Okay. Believe whatever you want. Have “faith” of a breathtakingly arbitrary kind. Transcend rationality and just accept. However, the Biblical passages, if they predict all this, predict it cryptically and obscurely. You might want to make sure that the translation is adequate, or look at some others. And you certainly can't expect anyone who isn’t a biblical literalist, or who might demand reasons or evidence for wild, sweeping claims like that before using them in policy decisions, to take this seriously.

Just what sort of information are you using to set American foreign policy?

The support of American evangelical Christians has been fundamental to Israel's character, economy, and war strategies. Maybe Israel's economy is partly based on evangelical Christian tourism.

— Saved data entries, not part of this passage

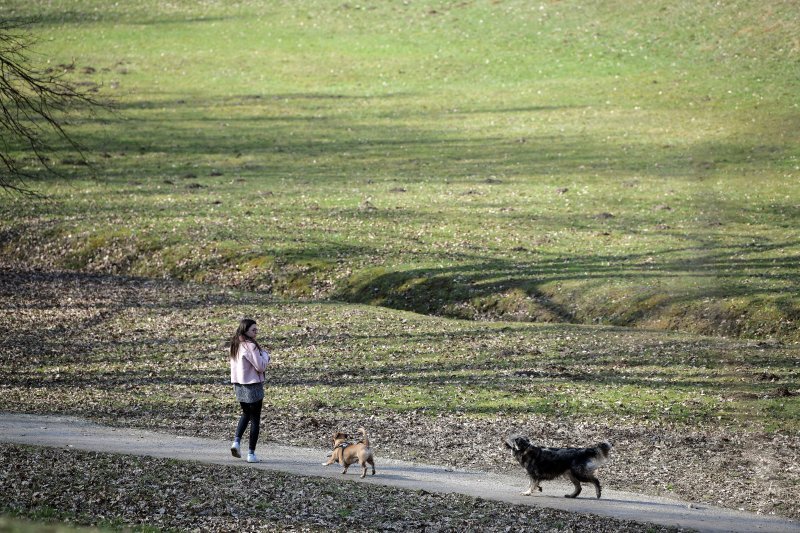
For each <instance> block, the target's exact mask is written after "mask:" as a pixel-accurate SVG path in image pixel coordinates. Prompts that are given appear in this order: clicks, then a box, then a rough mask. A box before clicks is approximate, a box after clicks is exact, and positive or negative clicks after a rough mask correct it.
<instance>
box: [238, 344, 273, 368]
mask: <svg viewBox="0 0 800 533" xmlns="http://www.w3.org/2000/svg"><path fill="white" fill-rule="evenodd" d="M241 346H243V347H244V354H243V355H244V358H245V359H247V360H248V361H249V362H250V364H251V365H253V368H255V369H256V372H264V371H265V370H266V369H267V365H268V364H269V362H270V357H269V352H267V351H266V350H262V351H259V349H258V347H256V345H255V343H252V342H244V343H242V344H241Z"/></svg>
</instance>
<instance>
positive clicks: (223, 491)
mask: <svg viewBox="0 0 800 533" xmlns="http://www.w3.org/2000/svg"><path fill="white" fill-rule="evenodd" d="M0 464H2V465H3V469H2V473H0V493H2V494H3V496H2V500H1V501H2V507H4V508H5V511H6V512H13V513H17V514H22V515H25V516H32V517H35V518H40V519H41V518H46V517H50V518H61V519H65V518H66V519H69V521H70V522H73V523H76V524H84V525H99V526H106V527H112V528H119V527H122V526H126V527H130V526H134V527H138V528H146V527H149V528H152V529H156V528H157V529H159V530H161V529H166V530H179V531H232V530H236V531H264V530H271V531H275V530H281V531H408V530H417V531H431V532H435V531H466V530H480V531H498V532H499V531H524V530H529V531H532V530H535V531H597V532H608V533H614V532H637V531H642V528H643V527H646V528H647V530H648V531H652V532H654V533H655V532H661V531H675V529H673V528H665V527H659V526H644V525H642V524H637V523H634V522H629V521H623V520H614V519H610V518H601V517H597V516H593V515H581V514H576V513H567V512H563V511H557V510H551V509H543V508H534V507H528V506H522V505H508V504H503V503H499V502H491V501H487V500H483V499H476V498H470V497H466V496H461V495H457V494H432V493H427V492H425V491H416V492H414V491H406V490H399V489H393V488H388V487H383V486H379V485H363V484H359V483H342V482H339V481H336V480H330V479H323V478H309V477H303V476H295V475H289V474H284V473H280V472H264V471H263V470H248V469H242V468H228V467H223V466H216V465H202V464H197V463H192V462H184V461H173V460H164V459H153V458H143V457H130V456H121V455H110V454H99V453H93V452H83V451H69V450H58V449H41V448H34V447H18V446H12V445H0ZM152 529H151V530H152Z"/></svg>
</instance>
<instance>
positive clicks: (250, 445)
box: [236, 400, 264, 452]
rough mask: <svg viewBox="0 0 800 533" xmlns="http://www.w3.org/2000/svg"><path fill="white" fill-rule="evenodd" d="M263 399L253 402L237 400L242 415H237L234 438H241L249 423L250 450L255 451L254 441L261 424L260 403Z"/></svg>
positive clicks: (256, 435)
mask: <svg viewBox="0 0 800 533" xmlns="http://www.w3.org/2000/svg"><path fill="white" fill-rule="evenodd" d="M263 402H264V400H258V401H257V402H253V403H244V402H239V405H241V406H242V416H241V417H239V424H238V425H237V426H236V438H237V439H239V440H241V438H242V435H244V430H245V429H247V424H250V451H251V452H254V451H256V443H257V442H258V431H259V429H260V426H261V404H262V403H263Z"/></svg>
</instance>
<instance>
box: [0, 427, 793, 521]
mask: <svg viewBox="0 0 800 533" xmlns="http://www.w3.org/2000/svg"><path fill="white" fill-rule="evenodd" d="M0 441H2V442H8V443H14V444H26V445H37V446H50V447H58V448H72V449H80V450H90V451H97V452H107V453H120V454H128V455H142V456H151V457H161V458H171V459H178V460H189V461H199V462H204V463H213V464H220V465H228V466H233V467H240V468H258V469H264V470H277V471H282V472H289V473H294V474H300V475H304V476H324V477H336V478H339V477H341V474H340V469H339V467H338V466H337V465H333V466H330V467H323V466H322V464H321V463H322V462H323V461H324V459H325V456H326V454H327V450H322V449H311V448H299V447H292V446H280V445H276V444H273V443H263V444H261V445H260V446H259V456H260V457H261V458H262V459H263V460H264V462H263V463H259V464H248V463H246V462H244V461H242V460H241V459H235V458H233V457H231V455H230V452H229V451H228V445H229V443H228V442H227V441H221V440H213V439H202V438H195V437H180V436H175V435H167V434H163V433H155V432H151V431H144V430H136V429H128V428H112V427H107V426H101V425H98V424H95V423H92V422H88V421H86V420H83V419H78V418H71V417H63V416H36V415H22V414H8V413H0ZM376 464H377V475H376V476H374V477H373V476H368V477H367V478H366V479H364V480H363V481H362V480H361V479H360V478H359V477H358V475H359V474H360V469H359V468H351V469H350V470H349V472H348V474H347V478H348V480H352V481H355V482H363V483H375V484H381V485H388V486H393V487H399V488H403V489H411V490H425V491H428V492H437V493H461V494H466V495H469V496H475V497H481V498H484V499H487V500H496V501H504V502H509V503H514V504H524V505H536V506H543V507H550V508H554V509H563V510H567V511H575V512H580V513H592V514H596V515H602V516H609V517H614V518H619V519H625V520H634V521H638V522H653V523H657V524H662V525H668V526H676V527H683V528H692V529H696V530H699V531H709V532H720V533H721V532H733V531H742V532H744V531H759V532H770V533H780V532H800V524H798V523H797V522H795V521H791V520H788V519H781V518H774V517H765V516H759V515H755V514H750V513H744V512H738V511H733V510H729V509H723V508H718V507H712V506H708V505H701V504H692V503H689V502H684V501H678V500H671V499H667V498H657V497H652V496H646V495H641V494H634V493H629V492H620V491H615V490H613V489H610V488H608V487H607V486H606V487H604V489H603V498H602V499H601V500H596V499H595V498H594V490H593V489H592V488H591V487H588V488H585V489H584V492H583V494H582V495H581V497H579V498H577V499H574V500H570V499H567V498H564V497H563V495H564V494H567V493H569V492H572V485H571V484H570V483H568V482H560V481H553V482H548V483H545V484H544V486H543V492H542V493H541V494H540V495H537V496H534V497H526V496H521V495H520V492H521V491H522V490H523V489H525V488H526V487H527V481H526V478H525V476H524V475H523V473H522V471H520V473H519V475H513V476H508V475H498V474H492V473H487V472H479V471H472V470H459V469H452V468H444V467H440V466H433V465H424V464H418V463H409V462H405V461H396V460H390V459H384V458H381V457H380V456H378V457H377V459H376ZM356 466H357V465H356Z"/></svg>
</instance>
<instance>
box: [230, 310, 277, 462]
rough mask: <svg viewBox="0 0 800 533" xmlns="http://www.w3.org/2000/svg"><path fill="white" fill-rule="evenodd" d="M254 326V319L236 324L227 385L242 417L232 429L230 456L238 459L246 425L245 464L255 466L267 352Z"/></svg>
mask: <svg viewBox="0 0 800 533" xmlns="http://www.w3.org/2000/svg"><path fill="white" fill-rule="evenodd" d="M256 335H258V326H257V325H256V321H255V320H250V319H249V318H245V319H244V320H242V321H241V322H240V323H239V327H238V328H237V329H236V333H235V334H234V335H233V339H231V383H233V389H234V391H235V392H236V399H237V400H239V405H241V406H242V416H241V417H239V424H238V425H237V426H236V436H235V438H234V439H233V444H232V445H231V455H233V456H234V457H241V456H242V454H241V452H240V450H239V442H240V441H241V439H242V435H244V430H245V429H247V425H248V424H250V449H249V450H248V453H247V462H248V463H257V462H258V457H256V443H257V442H258V431H259V427H260V424H261V404H262V402H263V401H264V371H265V370H266V369H267V365H268V364H269V361H270V358H269V353H268V352H267V351H266V350H264V349H263V348H261V346H259V344H258V343H257V342H256Z"/></svg>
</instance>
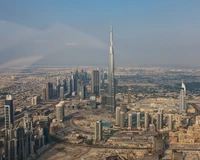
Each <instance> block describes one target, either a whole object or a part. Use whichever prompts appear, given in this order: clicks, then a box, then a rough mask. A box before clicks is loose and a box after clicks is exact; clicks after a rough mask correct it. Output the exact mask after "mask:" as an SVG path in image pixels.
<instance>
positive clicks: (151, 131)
mask: <svg viewBox="0 0 200 160" xmlns="http://www.w3.org/2000/svg"><path fill="white" fill-rule="evenodd" d="M149 130H150V131H151V132H155V130H156V128H155V125H154V124H150V125H149Z"/></svg>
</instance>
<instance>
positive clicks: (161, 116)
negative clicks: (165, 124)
mask: <svg viewBox="0 0 200 160" xmlns="http://www.w3.org/2000/svg"><path fill="white" fill-rule="evenodd" d="M156 128H157V130H158V131H159V130H161V129H163V109H162V108H160V109H159V112H158V113H157V114H156Z"/></svg>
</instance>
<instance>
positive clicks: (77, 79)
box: [68, 70, 88, 99]
mask: <svg viewBox="0 0 200 160" xmlns="http://www.w3.org/2000/svg"><path fill="white" fill-rule="evenodd" d="M87 81H88V75H87V72H85V71H83V70H81V72H80V73H79V72H78V70H75V71H74V73H71V76H70V79H69V80H68V86H69V88H68V93H69V94H70V95H73V96H75V95H78V96H80V98H81V99H85V98H86V96H87V88H86V83H87Z"/></svg>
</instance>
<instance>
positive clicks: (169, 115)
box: [168, 114, 173, 131]
mask: <svg viewBox="0 0 200 160" xmlns="http://www.w3.org/2000/svg"><path fill="white" fill-rule="evenodd" d="M168 129H169V131H171V130H172V129H173V124H172V115H171V114H170V115H169V116H168Z"/></svg>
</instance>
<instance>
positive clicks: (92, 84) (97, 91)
mask: <svg viewBox="0 0 200 160" xmlns="http://www.w3.org/2000/svg"><path fill="white" fill-rule="evenodd" d="M92 93H93V94H95V95H96V96H99V94H100V75H99V71H98V70H94V71H92Z"/></svg>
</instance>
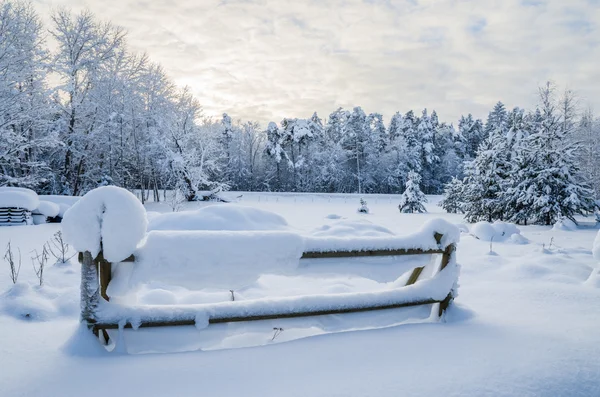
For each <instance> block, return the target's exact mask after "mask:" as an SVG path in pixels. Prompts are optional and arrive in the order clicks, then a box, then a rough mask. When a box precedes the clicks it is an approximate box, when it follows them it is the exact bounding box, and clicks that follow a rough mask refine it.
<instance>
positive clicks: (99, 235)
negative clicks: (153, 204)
mask: <svg viewBox="0 0 600 397" xmlns="http://www.w3.org/2000/svg"><path fill="white" fill-rule="evenodd" d="M147 223H148V221H147V219H146V210H145V209H144V206H143V205H142V203H141V202H140V201H139V200H138V199H137V198H136V197H135V196H134V195H133V194H131V193H130V192H128V191H127V190H125V189H122V188H118V187H115V186H103V187H99V188H97V189H94V190H92V191H90V192H89V193H87V194H86V195H85V196H83V197H82V198H81V200H79V201H78V202H77V203H75V204H74V205H73V206H72V207H71V208H70V209H69V210H68V211H67V212H66V213H65V217H64V219H63V222H62V229H63V234H64V238H65V240H66V241H67V242H68V243H69V244H71V245H72V246H73V248H75V249H76V250H77V251H79V252H84V251H89V252H90V253H91V254H92V256H93V257H95V256H96V255H98V253H99V252H100V250H101V249H102V250H103V252H104V258H106V259H107V260H108V261H110V262H120V261H122V260H123V259H125V258H127V257H128V256H129V255H131V254H132V253H133V252H134V251H135V248H136V247H137V245H138V244H139V242H140V241H142V239H143V238H144V236H145V234H146V227H147Z"/></svg>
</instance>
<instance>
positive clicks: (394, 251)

But one should ask: is this sort of support really good for Israel? Is it really, as the phrase goes, good for the Jews?

This set of beliefs comes from an evidently-irrational faith tradition for which Judaism has no time. No Jew can take "Armageddon" or "the 1000-year reign of Christ" seriously, and there can’t be any reason for anyone who’s not in a particular sort of denomination to think this picture has any credibility at all. The support for Israel isn’t based on respect for Judaism. It foresees killing everyone who doesn’t accept Christ. One thing that’s coming at the Armageddon: the end of Judaism.

The belief system that has driven unquestioning support for Israel among people such as House speaker Mike Johnson, is entirely irrational, entirely arbitrary. There’s no reason for Jewish people to take it seriously. But there are reasons for Jewish people to be concerned about the support of people with belief systems like that, and there are reasons to wonder whether, if things get much worse, Mike Johnson and Mike Huckabee will be celebrating. The destruction of Israel, I hate to say it, could also be interpreted as a sign that the millennium is now.

Meanwhile, the reactionary Catholics who surround Trump or dominate the Supreme Court seem to have the same pointedly irrational devotion to Israel that the evangelical Protestants do, though I'm not sure they are interpreting the same Biblical passages the same way. Perhaps they are, however, and for a devout Roman Catholic, JD Vance sure seems a lot like an evangelical Protestant, and disagrees with popes about immigration, for example, as well as about flattening Gaza and decimating its Canaanites.

But whether it's coming from Protestants or Catholics, Christian Zionism and its apocalyptic philosemitism ought to make Jews and everyone else nervous.